La sua esclusione è una vicenda vergognosa. Decaro aveva proclamato un principio solenne: «nessun ex presidente in consiglio regionale, a garanzia della mia agibilità politica». Bene. Poi lo ha applicato ad personam: Emiliano no, Vendola sì. Il capo non è colui che stabilisce le regole, ma colui che le viola a proprio piacimento, anche quelle da lui stesso fissate. E Avs? Zitti e all’incasso.

Come quei cittadini che tuonano contro le liste d’attesa e poi, quando il primario li fa passare avanti, non fanno una piega. Se sei politicamente contrario al principio fissato da Decaro, allora devi esigere che la tua non sia un’eccezione e che anche Emiliano possa essere candidato (la paternità se la potrà godere grazie ai congedi).
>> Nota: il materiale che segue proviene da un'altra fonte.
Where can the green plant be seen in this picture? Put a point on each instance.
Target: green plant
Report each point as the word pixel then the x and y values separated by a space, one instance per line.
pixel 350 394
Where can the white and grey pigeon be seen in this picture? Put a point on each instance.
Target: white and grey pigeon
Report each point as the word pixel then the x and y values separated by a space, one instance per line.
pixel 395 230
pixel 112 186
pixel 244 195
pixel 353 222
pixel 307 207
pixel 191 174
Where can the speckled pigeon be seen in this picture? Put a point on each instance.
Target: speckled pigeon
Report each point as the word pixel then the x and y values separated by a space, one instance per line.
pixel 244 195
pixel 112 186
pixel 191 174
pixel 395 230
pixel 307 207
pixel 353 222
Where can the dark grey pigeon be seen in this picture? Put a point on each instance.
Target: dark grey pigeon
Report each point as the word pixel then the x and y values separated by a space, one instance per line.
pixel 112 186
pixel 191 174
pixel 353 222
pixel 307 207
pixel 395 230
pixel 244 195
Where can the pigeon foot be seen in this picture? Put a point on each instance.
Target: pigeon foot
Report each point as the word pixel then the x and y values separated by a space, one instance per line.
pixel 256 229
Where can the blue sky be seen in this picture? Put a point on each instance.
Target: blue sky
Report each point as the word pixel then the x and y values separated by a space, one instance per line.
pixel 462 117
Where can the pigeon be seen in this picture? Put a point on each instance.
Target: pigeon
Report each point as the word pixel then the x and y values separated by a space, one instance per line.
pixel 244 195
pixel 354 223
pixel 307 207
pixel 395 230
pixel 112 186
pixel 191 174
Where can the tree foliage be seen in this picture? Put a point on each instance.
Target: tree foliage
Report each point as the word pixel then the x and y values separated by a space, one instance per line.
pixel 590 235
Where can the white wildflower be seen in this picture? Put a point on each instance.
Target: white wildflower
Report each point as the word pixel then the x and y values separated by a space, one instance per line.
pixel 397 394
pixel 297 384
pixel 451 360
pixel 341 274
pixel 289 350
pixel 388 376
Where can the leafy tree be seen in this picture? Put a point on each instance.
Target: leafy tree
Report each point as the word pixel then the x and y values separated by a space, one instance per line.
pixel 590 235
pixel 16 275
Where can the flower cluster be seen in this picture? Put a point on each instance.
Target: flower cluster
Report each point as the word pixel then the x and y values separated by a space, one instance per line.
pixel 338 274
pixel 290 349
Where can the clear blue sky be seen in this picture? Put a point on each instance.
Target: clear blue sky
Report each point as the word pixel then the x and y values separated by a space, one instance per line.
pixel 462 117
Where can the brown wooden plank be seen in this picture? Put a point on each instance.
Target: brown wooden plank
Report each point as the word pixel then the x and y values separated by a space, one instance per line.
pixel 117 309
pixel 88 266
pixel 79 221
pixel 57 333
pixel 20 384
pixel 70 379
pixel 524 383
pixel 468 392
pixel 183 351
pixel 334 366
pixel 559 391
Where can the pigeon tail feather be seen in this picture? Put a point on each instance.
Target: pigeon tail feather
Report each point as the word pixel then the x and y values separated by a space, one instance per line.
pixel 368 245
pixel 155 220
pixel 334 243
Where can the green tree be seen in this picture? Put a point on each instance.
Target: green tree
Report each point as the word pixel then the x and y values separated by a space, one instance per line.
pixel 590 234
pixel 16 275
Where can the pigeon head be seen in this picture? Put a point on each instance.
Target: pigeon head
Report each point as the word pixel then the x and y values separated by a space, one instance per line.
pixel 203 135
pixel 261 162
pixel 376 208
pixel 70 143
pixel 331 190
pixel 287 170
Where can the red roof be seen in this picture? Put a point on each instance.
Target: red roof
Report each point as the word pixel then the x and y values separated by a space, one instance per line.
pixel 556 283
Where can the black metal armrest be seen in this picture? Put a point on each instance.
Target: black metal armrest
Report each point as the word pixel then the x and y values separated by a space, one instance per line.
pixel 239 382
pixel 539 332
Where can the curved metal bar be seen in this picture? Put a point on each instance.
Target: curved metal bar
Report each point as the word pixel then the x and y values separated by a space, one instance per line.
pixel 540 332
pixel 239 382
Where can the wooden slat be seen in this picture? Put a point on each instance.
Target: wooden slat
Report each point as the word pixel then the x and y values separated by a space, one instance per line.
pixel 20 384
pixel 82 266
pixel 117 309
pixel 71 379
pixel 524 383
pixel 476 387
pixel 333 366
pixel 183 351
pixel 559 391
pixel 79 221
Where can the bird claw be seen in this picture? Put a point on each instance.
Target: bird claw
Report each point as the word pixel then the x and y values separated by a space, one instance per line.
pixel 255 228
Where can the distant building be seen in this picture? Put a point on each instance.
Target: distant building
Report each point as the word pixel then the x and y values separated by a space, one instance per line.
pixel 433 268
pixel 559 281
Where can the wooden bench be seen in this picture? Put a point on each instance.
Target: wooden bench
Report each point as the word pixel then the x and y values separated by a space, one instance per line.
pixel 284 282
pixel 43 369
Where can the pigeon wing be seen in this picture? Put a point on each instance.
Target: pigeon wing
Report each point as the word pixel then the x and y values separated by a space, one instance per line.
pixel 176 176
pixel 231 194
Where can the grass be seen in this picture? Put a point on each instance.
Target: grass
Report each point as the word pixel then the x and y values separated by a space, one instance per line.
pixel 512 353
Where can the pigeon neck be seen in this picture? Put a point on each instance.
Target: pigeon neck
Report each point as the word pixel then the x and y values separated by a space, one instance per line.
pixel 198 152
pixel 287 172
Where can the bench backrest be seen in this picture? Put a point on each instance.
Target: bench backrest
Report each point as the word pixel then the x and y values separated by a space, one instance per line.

Ma al di là di queste piccinerie, quello che si profila è che prossimamente la Puglia, da essere l’avanguardia della politica di sinistra al Sud e non solo, si trasformerà, date queste premesse, nella palla al piede della nuova sinistra, nel rifugio della conservazione di una sinistra inesorabilmente scaduta, che continuerà a propinarci bagatelle turistiche e simulacri di auto-imprenditorialità, mentre tutto l’Occidente affonda nei suoi mondi colorati, mentre - cronaca di questi giorni - la violenza inconsulta e gratuita torna a invadere le nostre strade. È il prezzo che si paga quando, invece di risolvere le ragioni strutturali che condannano un territorio periferico alla marginalità, ci spalmi sopra della vernice colorata. Il rimosso ritorna sempre. E quando ritorna, non chiede il permesso.